On 27 April 1983 North Carolina Natural Gas Corporation (NCNG) filed an application with the North Carolina Utilities Commission (Commission) pursuant to N.C.G.S. § 62-133 for authority to adjust its rates and charges for natural gas. Except for small amounts of gas received from an exploration and development subsidiary, NCNG’s natural gas distribution system receives all of its gas requirements from Transcontinental Gas Pipeline Corporation (Transco). NCNG is engaged in furnishing retail natural gas service in eastern North Carolina to residential, commercial and industrial customers. The company also provides wholesale service to the Cities of Wilson, Rocky Mount and Monroe, North Carolina and the Greenville Utilities Commission of Greenville, North Carolina (Cities). The Cities are authorized under N.C.G.S. §§ 160A-31H4) and 160A-312 to own and operate their own natural gas distribution systems. Rates set by the Cities for retail customers are not subject to regulation by the Commission.

NCNG uses a number of rate schedules in its business. Those pertinent to this case are: Rate Schedule No. 1 — Residential; Rate Schedule No. 2 — Commercial and Small Industrial; Rate Schedule No. 3A — Industrial Process Uses; Rate Schedule No. 3B — Industrial Process Uses; Rate Schedule No. 4 —Other Commercial and Industrial; Rate Schedule No. 5 — Boiler Fuel; Rate Schedule No. 6 —Large Boiler Fuel; Rate Schedule No. T-l — Transportation; the RE-1 Rate Schedule for service to municipal wholesale gas customers; and Rate Schedule No.
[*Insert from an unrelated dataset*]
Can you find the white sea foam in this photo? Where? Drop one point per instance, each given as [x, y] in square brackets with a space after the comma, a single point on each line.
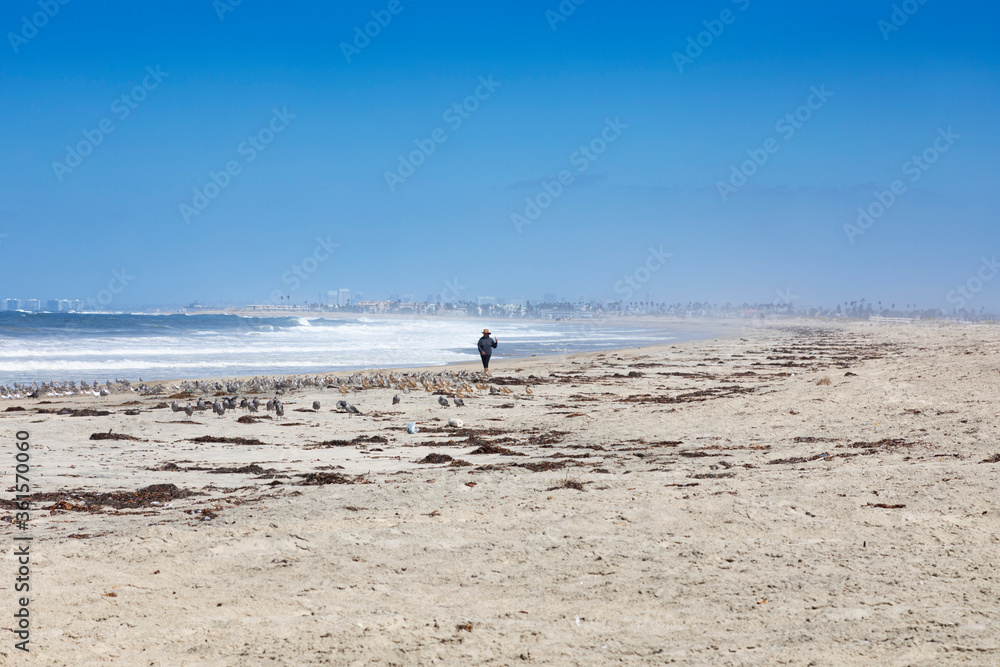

S-l for industrial and wholesale customers capable of switching from gas to oil.

*218In the proceedings below, NCNG requested the Commission to increase its rates by $8,577,027. This increase was to apply to Rate Schedule Nos. 1 and 2 and to some Industrial Process Users. At the same time NCNG sought to eliminate from its rate schedules the formula rate known as the Curtailment Tracking Rate (CTR). This formula operated to adjust NCNG’s rates depending on the sales volume of gas available to the company. When sales declined due to a curtailment of supplies, the CTR caused rates to rise so that the company could earn the revenues necessary to meet its anticipated level of fixed cost and profit margin. If sales exceeded the volume expected when the base rates were set, the CTR would reduce the rates to reflect the higher level of fixed cost recovery. In the past the CTR had sometimes operated to raise rates and at other times had caused them to decline. At the time NCNG filed its request for increased rates, operation of the CTR had resulted in a price reduction of .01049 per therm (100,000 BTU’s) for all rate schedules. As a result of the elimination of the CTR, NCNG’s customers will have to pay an approximately $3,300,000 more for gas per year. This figure would vary upward or downward each year depending on NCNG’s sales volume.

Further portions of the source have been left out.